Sayangnya, tujuan awal pelaksanaan PRL yang ingin memperkenalkan mengangkat kekayaan budaya dan potensi ekonomi Lampung, justru lambat laun berubah menjadi pentas hiburan rakyat dengan mendatangkan artis-artis dari Jakarta untung mengundang pengunjung datang.

Sebagai timbal baliknya, pelaksana atau EO PRL mewajibkan pengunjung membeli tiket masuk dengan harga cukup lumayan berkisar Rp15 ribu sampai dengan Rp50 ribu per orang. Filosofi PRL yang harapannya bisa menjadi ajang promosi bagi produk-produk unggulan daerah dan mengangkat potensi ekonomi daerah Lampung mulai terpinggirkan.

Dampaknya, hampir setiap tahun hingga tahun 2024 ini, pelaksanaan PRL yang kini ditangani pihak ketiga alias EO (pengusaha) cenderung untuk mencari keuntungan semata dengan mendatangkan artis-artis ke PRL. Sehingga pengunjung yang datang lebih tertarik menonton pentas musik daripada melihat pameran kerajinan tangan, pakaian adat, kuliner khas daerah dan seni tradisional yang ada di Lampung.

PRL tahun 2024 dibuka langsung oleh Gubernur Lampung, Arinal Djunaidi di Pusat Kegiatan Olahraga (PKOR) Way Halim, Bandar Lampung, pada Rabu (22/5/2024) malam. PRL akan berlangsung hingga 10 Juni 2024 mendatang.

Sejak itu pula, pelaksanaan PRL langsung panen keluhan dan kritikan dari pada pengunjung. Salah satunya ketidak ketersediaan tempat parkir di lokasi PRL hingga terpaksa pengunjung parkir di ruas jalan tanpa tertata dengan baik.

Bukan hanya itu, tiket masuk ke PRL yang dipatok dengan harga Rp15 ribu sampai dengan Rp50 ribu juga dinilai membebani pengunjung. Lalu, lokasi PRL yang kondisi jalannya digenangi air pasca turun hujan ikut menuai keluhan pengunjung.

"Parkiran kegiatan PRL kali ini tidak lagi disediakan di dalam lingkungan PKOR. Ketidakjelasan penanggung jawab parkiran tentu menjadi pertanyaan bagi para pengunjung karena tarif parkir dipatok semaunya. Di tiket motor Rp10 ribu dan mobil Rp20 ribu, tapi dalam prakteknya ada mobil yang ditarik parkir hingga Rp40 ribu,” kata seorang pengunjung PRL, Nasrul.

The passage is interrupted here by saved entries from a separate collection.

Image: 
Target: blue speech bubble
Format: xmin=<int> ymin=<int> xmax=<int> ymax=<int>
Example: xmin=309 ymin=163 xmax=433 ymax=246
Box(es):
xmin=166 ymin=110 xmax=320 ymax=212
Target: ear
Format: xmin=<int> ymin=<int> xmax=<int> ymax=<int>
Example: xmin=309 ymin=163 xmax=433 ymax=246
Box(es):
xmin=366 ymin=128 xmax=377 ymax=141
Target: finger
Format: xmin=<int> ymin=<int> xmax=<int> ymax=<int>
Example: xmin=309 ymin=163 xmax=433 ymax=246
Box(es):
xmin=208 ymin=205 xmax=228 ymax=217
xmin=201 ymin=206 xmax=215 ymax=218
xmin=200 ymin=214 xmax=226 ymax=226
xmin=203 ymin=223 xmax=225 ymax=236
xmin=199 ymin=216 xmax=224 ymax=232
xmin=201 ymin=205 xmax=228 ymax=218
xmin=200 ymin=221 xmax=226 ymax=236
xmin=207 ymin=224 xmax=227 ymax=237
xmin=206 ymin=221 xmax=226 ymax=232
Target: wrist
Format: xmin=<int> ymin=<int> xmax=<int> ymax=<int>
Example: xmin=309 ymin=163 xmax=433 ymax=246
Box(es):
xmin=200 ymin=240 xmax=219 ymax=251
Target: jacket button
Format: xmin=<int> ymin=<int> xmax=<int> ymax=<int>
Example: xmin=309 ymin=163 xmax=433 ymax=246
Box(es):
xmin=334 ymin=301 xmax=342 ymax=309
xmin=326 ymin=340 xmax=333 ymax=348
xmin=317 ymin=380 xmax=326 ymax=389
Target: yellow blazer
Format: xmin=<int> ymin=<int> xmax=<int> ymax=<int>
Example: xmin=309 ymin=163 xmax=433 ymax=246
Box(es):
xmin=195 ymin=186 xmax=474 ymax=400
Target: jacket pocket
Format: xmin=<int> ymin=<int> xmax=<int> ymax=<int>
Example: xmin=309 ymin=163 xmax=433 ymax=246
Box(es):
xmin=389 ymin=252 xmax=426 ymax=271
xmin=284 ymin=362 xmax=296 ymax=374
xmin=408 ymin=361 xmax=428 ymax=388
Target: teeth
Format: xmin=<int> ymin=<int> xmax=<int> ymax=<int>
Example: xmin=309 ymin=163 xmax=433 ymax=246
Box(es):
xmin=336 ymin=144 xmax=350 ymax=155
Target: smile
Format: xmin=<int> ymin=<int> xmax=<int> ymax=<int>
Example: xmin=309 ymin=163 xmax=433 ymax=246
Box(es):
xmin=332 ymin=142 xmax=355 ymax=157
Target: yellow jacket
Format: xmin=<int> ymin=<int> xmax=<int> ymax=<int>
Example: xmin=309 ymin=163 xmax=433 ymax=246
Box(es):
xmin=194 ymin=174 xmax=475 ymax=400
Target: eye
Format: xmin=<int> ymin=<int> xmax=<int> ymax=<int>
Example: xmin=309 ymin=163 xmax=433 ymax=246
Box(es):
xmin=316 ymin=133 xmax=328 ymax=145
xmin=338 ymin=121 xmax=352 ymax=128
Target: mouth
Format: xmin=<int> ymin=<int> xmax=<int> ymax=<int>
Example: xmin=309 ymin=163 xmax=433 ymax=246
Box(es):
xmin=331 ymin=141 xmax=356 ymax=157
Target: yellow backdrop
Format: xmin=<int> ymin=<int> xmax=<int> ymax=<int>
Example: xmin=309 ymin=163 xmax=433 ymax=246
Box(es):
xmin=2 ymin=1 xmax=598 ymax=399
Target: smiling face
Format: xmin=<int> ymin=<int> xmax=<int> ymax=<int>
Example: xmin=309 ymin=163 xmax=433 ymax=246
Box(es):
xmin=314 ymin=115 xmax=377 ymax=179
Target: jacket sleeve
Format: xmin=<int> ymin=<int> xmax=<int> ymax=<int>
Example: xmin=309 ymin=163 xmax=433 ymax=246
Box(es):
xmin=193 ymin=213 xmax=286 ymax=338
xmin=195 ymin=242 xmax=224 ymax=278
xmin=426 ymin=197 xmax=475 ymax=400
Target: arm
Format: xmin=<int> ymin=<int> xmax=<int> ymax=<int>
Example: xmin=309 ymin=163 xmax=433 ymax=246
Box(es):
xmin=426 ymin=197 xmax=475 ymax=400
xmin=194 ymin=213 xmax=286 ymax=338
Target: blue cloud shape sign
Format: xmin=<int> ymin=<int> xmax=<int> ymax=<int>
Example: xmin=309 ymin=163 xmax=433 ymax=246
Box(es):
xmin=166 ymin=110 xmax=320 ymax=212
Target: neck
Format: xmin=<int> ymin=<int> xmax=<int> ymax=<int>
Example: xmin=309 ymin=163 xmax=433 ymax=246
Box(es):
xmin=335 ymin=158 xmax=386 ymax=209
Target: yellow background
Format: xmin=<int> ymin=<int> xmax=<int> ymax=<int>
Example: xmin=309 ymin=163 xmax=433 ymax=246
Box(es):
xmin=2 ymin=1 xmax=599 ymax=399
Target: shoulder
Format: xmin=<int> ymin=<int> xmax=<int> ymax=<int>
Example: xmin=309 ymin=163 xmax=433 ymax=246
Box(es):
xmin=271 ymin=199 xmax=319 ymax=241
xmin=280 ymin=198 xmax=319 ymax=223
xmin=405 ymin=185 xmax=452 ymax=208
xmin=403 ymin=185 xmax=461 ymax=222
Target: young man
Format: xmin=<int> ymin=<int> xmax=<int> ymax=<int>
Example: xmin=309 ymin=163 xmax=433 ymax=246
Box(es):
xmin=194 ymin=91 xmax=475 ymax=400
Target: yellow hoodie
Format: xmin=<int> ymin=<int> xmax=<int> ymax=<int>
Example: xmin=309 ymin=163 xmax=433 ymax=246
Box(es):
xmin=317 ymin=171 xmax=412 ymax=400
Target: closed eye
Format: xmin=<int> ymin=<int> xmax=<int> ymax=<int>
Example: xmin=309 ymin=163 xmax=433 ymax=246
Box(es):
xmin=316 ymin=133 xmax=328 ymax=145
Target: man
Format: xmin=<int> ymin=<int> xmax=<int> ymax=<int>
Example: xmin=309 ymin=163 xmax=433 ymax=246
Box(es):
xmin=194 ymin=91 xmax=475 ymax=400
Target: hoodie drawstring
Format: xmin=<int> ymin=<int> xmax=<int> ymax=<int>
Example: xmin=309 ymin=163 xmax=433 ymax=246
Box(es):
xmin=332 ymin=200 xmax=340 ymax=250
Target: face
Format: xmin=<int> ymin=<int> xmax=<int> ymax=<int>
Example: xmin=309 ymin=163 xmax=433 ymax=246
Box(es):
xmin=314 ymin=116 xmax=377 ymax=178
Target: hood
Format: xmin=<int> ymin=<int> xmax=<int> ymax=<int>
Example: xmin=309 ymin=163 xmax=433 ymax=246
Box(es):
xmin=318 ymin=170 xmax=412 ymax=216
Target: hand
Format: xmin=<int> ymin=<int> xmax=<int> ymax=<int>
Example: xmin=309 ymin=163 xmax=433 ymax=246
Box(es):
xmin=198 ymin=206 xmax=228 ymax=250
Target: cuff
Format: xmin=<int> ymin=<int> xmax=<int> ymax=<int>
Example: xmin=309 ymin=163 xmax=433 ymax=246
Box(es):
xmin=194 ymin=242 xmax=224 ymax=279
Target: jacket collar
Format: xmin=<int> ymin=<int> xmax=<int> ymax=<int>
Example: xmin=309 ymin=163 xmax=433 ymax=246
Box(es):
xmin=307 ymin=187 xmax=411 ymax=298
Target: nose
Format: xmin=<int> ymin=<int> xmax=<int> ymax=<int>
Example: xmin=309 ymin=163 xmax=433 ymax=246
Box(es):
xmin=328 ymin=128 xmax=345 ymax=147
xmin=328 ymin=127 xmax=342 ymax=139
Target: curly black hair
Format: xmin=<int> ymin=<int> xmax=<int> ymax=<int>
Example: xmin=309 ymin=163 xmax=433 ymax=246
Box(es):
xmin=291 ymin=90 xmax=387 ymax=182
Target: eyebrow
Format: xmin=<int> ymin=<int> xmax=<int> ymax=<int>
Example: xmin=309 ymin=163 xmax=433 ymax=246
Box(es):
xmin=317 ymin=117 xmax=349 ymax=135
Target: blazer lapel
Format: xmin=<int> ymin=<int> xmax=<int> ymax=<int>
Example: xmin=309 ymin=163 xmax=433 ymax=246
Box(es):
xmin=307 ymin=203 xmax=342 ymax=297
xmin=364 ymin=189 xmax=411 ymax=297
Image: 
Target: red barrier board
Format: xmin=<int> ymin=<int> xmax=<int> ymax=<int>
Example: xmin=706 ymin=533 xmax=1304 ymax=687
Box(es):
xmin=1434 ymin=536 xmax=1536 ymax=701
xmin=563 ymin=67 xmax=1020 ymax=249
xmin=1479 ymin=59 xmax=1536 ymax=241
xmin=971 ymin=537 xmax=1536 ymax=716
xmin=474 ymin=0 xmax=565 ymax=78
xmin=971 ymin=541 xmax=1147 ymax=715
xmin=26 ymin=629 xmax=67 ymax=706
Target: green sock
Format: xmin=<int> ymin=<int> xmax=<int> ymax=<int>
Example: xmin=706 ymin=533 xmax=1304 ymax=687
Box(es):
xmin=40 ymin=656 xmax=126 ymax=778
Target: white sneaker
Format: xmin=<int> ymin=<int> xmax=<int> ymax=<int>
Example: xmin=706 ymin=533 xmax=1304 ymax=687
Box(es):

Aris, pengunjung lain juga mengeluhkan hal yang sama. Ia mengatakan tarif parkir motor di karcis tertulis Rp10.000 dan Rp20.000 untuk kendaraan roda empat ini saja sudah terlalu tinggi.

"Saya tadi dimintai uang parkir Rp10.000. Menurut saya dengan biaya sebesar itu cukup mahal dan harus ada kejelasan tentang tanggung jawab dari risiko yang akan terjadi seperti jika ada kerusakan sampai ada kehilangan kendaraan," jelasnya.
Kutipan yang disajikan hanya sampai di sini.